A "anarquia" aparece, portanto, como um conceito político-normativo que designa uma forma de organização social fundada na ausência de soberanos, na livre associação dos indivíduos e na superação do governo do homem pelo homem. 

Ela é uma categoria da reflexão proudhoniana, articulada aos princípios da liberdade, da igualdade, da razão e da ordem social, funcionando simultaneamente como "instrumento de crítica" das instituições existentes e como "horizonte de transformação" da sociedade.

A "anarquia" em Proudhon pode ser entendida como um modelo de autogoverno baseado na livre associação.

Em vez de representar ausência de organização, ela designa uma forma de ordem social emergente, produzida pela cooperação entre indivíduos livres e iguais, sem a separação entre governantes e governados que caracteriza o Estado e outras instituições hierárquicas.

Sob essa perspectiva, a anarquia pode ser interpretada também como uma "categoria sociológica" emergente. 

Ao afirmar que a sociedade busca "ordem na anarquia" e que a associação entre os indivíduos pode substituir o governo do homem pelo homem, Proudhon acaba por deslocar a questão da ordem social do campo da "autoridade" para o das "relações sociais". 

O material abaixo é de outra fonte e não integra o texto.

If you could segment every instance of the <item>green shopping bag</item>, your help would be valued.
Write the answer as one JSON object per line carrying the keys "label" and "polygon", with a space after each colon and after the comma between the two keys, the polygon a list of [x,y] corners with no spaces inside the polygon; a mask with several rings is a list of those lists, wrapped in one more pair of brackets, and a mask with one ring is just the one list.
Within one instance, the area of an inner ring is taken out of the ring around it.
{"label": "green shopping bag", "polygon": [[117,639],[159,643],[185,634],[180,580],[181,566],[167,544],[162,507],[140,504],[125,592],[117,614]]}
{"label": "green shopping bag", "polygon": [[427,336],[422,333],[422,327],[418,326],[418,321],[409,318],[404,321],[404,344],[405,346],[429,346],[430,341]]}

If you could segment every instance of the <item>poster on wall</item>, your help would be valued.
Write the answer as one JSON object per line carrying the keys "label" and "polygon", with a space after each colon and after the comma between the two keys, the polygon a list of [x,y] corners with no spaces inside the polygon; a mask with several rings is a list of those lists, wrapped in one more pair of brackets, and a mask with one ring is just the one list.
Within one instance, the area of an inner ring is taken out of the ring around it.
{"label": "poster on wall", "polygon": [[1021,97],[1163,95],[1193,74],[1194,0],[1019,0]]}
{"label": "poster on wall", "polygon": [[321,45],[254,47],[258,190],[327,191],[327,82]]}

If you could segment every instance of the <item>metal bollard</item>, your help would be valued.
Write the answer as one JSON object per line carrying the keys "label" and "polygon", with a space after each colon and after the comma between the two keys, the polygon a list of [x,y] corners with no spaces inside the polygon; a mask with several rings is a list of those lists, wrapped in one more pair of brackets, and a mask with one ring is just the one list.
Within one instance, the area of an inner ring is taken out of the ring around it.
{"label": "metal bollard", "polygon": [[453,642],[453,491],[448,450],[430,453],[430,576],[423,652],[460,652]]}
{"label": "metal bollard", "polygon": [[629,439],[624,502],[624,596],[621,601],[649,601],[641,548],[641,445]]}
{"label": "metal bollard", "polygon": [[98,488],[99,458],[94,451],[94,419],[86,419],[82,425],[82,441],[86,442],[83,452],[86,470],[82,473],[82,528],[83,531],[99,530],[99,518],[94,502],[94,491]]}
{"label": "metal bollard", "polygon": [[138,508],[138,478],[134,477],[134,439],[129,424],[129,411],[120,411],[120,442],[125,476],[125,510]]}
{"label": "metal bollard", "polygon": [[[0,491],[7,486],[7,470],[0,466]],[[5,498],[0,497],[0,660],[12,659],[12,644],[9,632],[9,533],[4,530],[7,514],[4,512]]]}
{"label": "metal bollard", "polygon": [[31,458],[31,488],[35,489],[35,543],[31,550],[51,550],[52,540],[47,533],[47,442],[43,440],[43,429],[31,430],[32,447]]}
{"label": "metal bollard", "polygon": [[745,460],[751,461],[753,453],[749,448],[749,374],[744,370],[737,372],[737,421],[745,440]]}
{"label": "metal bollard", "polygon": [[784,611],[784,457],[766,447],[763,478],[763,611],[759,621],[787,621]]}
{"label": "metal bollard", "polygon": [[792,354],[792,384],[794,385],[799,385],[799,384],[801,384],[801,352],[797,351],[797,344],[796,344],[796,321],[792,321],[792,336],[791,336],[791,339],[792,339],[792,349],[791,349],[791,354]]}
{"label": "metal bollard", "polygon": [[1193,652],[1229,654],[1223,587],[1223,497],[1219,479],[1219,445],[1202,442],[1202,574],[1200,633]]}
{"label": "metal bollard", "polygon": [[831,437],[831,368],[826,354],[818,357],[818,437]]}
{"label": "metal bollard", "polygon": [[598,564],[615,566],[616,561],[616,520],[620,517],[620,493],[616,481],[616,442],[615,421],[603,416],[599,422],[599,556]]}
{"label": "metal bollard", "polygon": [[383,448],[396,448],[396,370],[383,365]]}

A "anarquia" deixa então de designar apenas um ideal político, normativo, e passa a funcionar como uma categoria para pensar as condições de produção da coesão social sem soberanos, chefes ou estruturas permanentes de dominação. 

Sua originalidade reside em sugerir que a "ordem" pode emergir da "livre associação", da reciprocidade e da interdependência entre indivíduos livres e iguais, antecipando uma problemática que, décadas mais tarde, se tornaria central para a sociologia francesa e a antropologia africanista.